- This event has passed.
Yuhui Bao PhD Dissertation Defense
September 3, 2024 @ 10:00 am - 11:00 am
Name:
Yuhui Bao
Title:
A Design Methodology for Producing Highly-Adaptable and High-Performance Simulation Frameworks
Date:
9/3/2024
Time:
10:00:00 AM
Committee Members:
Prof. David Kaeli (Advisor)
Prof. Ningfang Mi
Prof. Yifan Sun (William and Mary)
Abstract:
Computer architecture simulators play an essential role in the development and optimization of computer hardware. A variety of simulators have been developed to explore the design space of CPUs, GPUs, and customer accelerators. As GPUs continue to grow in popularity for accelerating demanding applications, such as high-performance computing and machine learning, GPU architects have been pushing the envelope of GPU performance in every new GPU generation. GPU vendors (e.g., NVIDIA and AMD) have been introducing subsequent generations of GPU architectures and products with updated instruction set architectures (ISAs) and new microarchitectural features every 2-3 years. Modeling the state-of-the-art architecture is a crucial feature of GPU simulators, which are used to characterize and accelerate challenging workloads facilitating performance evaluation and design exploration. However, the effort required to design and construct an accurate and performant simulator is huge. Due to the rapid rate of innovation in GPU technology, any simulator that is over-customized to capture the design of a specific architecture will quickly become outdated. Thus, we need to develop a design methodology for simulators that can guard against this trend, embracing future architectures.

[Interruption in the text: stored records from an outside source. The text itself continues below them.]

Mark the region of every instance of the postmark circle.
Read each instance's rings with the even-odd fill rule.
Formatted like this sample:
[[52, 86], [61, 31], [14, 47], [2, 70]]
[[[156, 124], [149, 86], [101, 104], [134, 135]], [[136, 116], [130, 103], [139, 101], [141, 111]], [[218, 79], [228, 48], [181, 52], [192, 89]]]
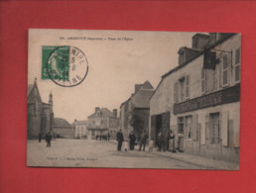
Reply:
[[57, 47], [47, 60], [47, 73], [50, 79], [63, 87], [80, 84], [88, 73], [85, 54], [70, 46]]

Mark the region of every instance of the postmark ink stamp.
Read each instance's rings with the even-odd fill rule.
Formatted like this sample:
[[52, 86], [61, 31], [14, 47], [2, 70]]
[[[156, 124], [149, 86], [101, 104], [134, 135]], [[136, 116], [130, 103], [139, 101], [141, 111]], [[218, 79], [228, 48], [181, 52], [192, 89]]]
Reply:
[[63, 87], [80, 84], [88, 73], [88, 61], [85, 54], [70, 46], [42, 47], [42, 79], [51, 79]]

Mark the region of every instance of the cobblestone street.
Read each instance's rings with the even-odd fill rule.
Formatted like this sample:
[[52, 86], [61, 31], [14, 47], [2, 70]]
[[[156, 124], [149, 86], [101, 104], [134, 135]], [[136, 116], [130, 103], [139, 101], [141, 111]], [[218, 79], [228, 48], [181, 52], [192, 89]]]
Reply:
[[90, 140], [28, 141], [28, 166], [235, 169], [238, 164], [177, 152], [117, 151], [116, 142]]

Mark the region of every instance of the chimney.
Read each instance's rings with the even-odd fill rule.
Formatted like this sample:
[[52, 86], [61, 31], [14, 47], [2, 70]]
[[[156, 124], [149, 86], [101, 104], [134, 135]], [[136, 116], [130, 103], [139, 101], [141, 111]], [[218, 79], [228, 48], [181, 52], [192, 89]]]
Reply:
[[95, 107], [95, 113], [97, 113], [97, 111], [99, 111], [100, 108], [99, 107]]
[[135, 92], [136, 93], [138, 90], [140, 90], [140, 88], [142, 87], [141, 84], [135, 84]]
[[210, 37], [203, 34], [195, 34], [192, 37], [192, 48], [203, 49], [209, 43]]
[[117, 117], [117, 109], [113, 109], [113, 115]]

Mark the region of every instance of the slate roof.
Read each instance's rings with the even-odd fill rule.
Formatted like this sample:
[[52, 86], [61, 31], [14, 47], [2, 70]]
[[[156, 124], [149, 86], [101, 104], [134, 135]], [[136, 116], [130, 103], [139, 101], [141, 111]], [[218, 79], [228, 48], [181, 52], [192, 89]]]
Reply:
[[72, 128], [72, 126], [63, 118], [54, 118], [54, 128]]
[[234, 36], [234, 35], [235, 35], [235, 34], [229, 33], [225, 38], [220, 39], [219, 41], [217, 41], [215, 44], [213, 44], [213, 45], [211, 45], [211, 46], [208, 45], [208, 47], [207, 47], [206, 48], [202, 49], [202, 51], [198, 52], [197, 54], [195, 54], [195, 55], [194, 55], [193, 57], [192, 57], [191, 59], [187, 60], [186, 62], [184, 62], [184, 63], [181, 64], [181, 65], [176, 66], [175, 68], [171, 69], [170, 71], [168, 71], [167, 73], [165, 73], [164, 75], [162, 75], [162, 78], [161, 78], [161, 80], [160, 80], [160, 82], [159, 82], [157, 88], [155, 89], [154, 93], [152, 94], [152, 96], [151, 96], [150, 98], [152, 98], [152, 97], [155, 95], [156, 91], [158, 90], [158, 88], [159, 88], [159, 86], [161, 85], [161, 83], [162, 83], [162, 81], [163, 81], [164, 78], [166, 78], [166, 77], [169, 76], [170, 74], [174, 73], [175, 71], [179, 70], [180, 68], [183, 68], [184, 66], [190, 64], [193, 59], [195, 59], [195, 58], [197, 58], [198, 56], [202, 55], [204, 52], [206, 52], [206, 51], [212, 49], [212, 48], [215, 48], [216, 46], [218, 46], [218, 45], [224, 43], [226, 40], [230, 39], [230, 38], [231, 38], [232, 36]]
[[86, 125], [87, 124], [87, 120], [80, 120], [80, 121], [74, 121], [73, 123], [72, 123], [72, 125]]
[[150, 108], [150, 97], [154, 90], [140, 89], [132, 97], [135, 108]]
[[[88, 118], [95, 118], [96, 112], [88, 116]], [[114, 117], [113, 113], [109, 111], [107, 108], [101, 108], [100, 109], [100, 117], [101, 118], [107, 118], [107, 117]]]
[[154, 92], [154, 87], [152, 84], [146, 80], [143, 84], [135, 84], [135, 87], [139, 89], [132, 94], [132, 96], [123, 102], [120, 108], [128, 103], [130, 100], [135, 108], [149, 108], [150, 107], [150, 97]]

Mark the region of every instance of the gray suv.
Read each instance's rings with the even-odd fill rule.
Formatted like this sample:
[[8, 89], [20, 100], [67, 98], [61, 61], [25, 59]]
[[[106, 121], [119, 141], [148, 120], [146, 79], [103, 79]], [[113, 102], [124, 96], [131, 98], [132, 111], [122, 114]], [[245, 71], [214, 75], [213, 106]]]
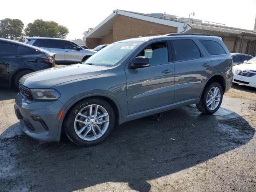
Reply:
[[79, 63], [96, 52], [85, 49], [72, 41], [57, 38], [30, 37], [25, 43], [55, 53], [57, 64]]
[[29, 136], [59, 141], [64, 132], [90, 146], [104, 140], [115, 124], [193, 104], [202, 113], [215, 112], [230, 87], [232, 66], [216, 37], [128, 39], [83, 63], [24, 76], [14, 108]]

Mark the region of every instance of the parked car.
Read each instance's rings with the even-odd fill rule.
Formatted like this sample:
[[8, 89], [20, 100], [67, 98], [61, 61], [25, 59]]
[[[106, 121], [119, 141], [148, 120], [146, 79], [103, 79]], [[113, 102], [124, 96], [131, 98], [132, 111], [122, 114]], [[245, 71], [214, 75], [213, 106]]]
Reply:
[[34, 46], [0, 38], [0, 85], [18, 88], [24, 75], [55, 67], [55, 55]]
[[83, 63], [23, 77], [15, 111], [31, 137], [58, 141], [62, 132], [92, 146], [115, 123], [195, 103], [203, 113], [215, 113], [231, 86], [232, 66], [228, 50], [214, 36], [124, 40]]
[[233, 65], [242, 64], [244, 61], [248, 61], [253, 58], [251, 55], [242, 53], [231, 53], [230, 54], [233, 60]]
[[89, 49], [89, 48], [88, 46], [86, 46], [85, 45], [81, 45], [81, 46], [85, 49]]
[[56, 53], [56, 64], [79, 63], [96, 52], [85, 49], [72, 41], [57, 38], [29, 38], [25, 43]]
[[96, 46], [95, 48], [93, 49], [92, 50], [98, 52], [100, 50], [101, 50], [103, 48], [105, 48], [108, 45], [108, 44], [98, 45], [97, 46]]
[[256, 88], [256, 57], [244, 63], [233, 67], [234, 78], [232, 84], [241, 84]]

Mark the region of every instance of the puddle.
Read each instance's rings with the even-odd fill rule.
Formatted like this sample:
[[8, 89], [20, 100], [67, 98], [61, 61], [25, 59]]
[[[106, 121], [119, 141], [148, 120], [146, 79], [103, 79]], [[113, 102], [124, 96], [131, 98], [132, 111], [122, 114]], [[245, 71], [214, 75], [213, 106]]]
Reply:
[[22, 131], [20, 128], [20, 123], [17, 123], [0, 135], [0, 139], [11, 138], [16, 136], [22, 135], [23, 134]]

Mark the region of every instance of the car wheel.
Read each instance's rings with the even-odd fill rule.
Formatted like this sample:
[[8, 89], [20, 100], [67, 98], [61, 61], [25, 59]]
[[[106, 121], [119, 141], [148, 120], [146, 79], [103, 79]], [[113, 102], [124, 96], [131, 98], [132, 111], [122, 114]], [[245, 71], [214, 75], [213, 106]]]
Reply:
[[23, 71], [20, 71], [15, 75], [14, 77], [14, 85], [15, 88], [19, 89], [19, 84], [20, 83], [20, 79], [22, 77], [25, 75], [28, 74], [33, 72], [32, 71], [30, 70], [23, 70]]
[[232, 85], [234, 85], [234, 86], [237, 86], [239, 84], [238, 83], [233, 83], [233, 82], [232, 82]]
[[102, 142], [115, 124], [114, 111], [105, 100], [95, 98], [76, 104], [64, 123], [67, 136], [75, 144], [92, 146]]
[[220, 85], [213, 82], [204, 89], [199, 103], [196, 104], [196, 108], [202, 113], [212, 114], [220, 107], [223, 97], [223, 91]]

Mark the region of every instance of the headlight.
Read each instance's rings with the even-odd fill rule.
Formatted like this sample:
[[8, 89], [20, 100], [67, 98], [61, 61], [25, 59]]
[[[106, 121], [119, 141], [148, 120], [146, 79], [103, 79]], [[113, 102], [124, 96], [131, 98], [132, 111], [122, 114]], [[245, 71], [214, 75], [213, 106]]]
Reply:
[[54, 89], [31, 89], [33, 96], [36, 100], [56, 100], [60, 94]]

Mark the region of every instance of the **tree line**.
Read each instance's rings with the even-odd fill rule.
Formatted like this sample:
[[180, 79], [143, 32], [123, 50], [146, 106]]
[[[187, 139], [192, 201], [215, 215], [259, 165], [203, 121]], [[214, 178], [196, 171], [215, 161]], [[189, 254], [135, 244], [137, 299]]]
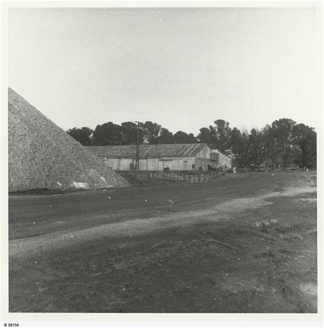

In this dissertation, we propose a design methodology for producing highly-adaptable and high-performance simulation frameworks. We aim to design simulators featuring high adaptability, being able to accommodate future alterations or extensions, high performance and high fidelity. We leverage the Akita simulator framework to enable the modular and extensible design of various GPU components. To fulfill the goal of high fidelity, we design a set of microbenchmarks to evaluate individual GPU subsystems. We demonstrate how we follow our design methodology to achieve a highly-adaptable and accurate simulator — NaviSim, which provides the flexibility to support simulation of three different ISAs. To demonstrate the full utility of the NaviSim simulator, we conduct a performance study of the impact of individual architecture features revealing the high flexibility and configurability of NaviSim. In addition, we showcase how NaviSim’s high adaptability contributes to design space exploration, offering solutions to enhance the performance of real-world demanding applications.
Fast simulation speed is one of the key requirements of any simulators. NaviSim is designed to support multi-threaded execution, which is able to leverage the parallel capabilities offered by today’s multi-core CPUs, enabling parallel simulation. In this thesis we identify key performance bottlenecks in terms of both serial and parallel simulation execute modes and optimize simulation speed. We also present lessons learned about efficient simulator design and provide guidance for future simulator developers.